Old Dr. Pond nodded. "Mary," he said, "is my right hand, Professor."
"Of course," agreed the Professor. "I can see that."
He was seated again, and he leaned across to Mary confidentially, with an explanatory forefinger hovering.
"As I told your father, Miss Pond, it isn't necessary to go far back in the case," he said. "As a matter of fact, I took this case up— experimentally. The subject was a good one for a—well, call it a theory of mine, a new idea in pathology. You see? I wanted to try it on the dog before publishing it, and our young friend there"—he nodded at the back of the room and sank his voice—"he was the dog. You understand?"
Mary nodded, and the Professor smiled.
"Well," he said, "I have succeeded. The patient is convalescent, but—you see how he is. He has very little vital force, and also, occasionally, delusions. Merely ephemeral, you know, but delusions. He wants quiet chiefly, and very little else—just that atmosphere of repose and—er—peace which you can create for him, Miss Pond."

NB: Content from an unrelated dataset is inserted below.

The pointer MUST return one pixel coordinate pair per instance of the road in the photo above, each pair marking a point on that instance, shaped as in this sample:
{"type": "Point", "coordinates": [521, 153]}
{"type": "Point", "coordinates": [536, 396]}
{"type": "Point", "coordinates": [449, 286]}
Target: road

"These delusions," put in Dr. Pond, "are they of any special character!"
"H'm!" The Professor stroked his chin. "No," he said. "Curious, you know, but not symptomatic." His hard eye scanned the old doctor purposely. "Sometimes," he said slowly, "he thinks he has been dead, and that I brought him back to life."
"And he hates you for it," suggested Mary. The Professor stared at her in open astonishment.
"How on earth did you know that?" he cried.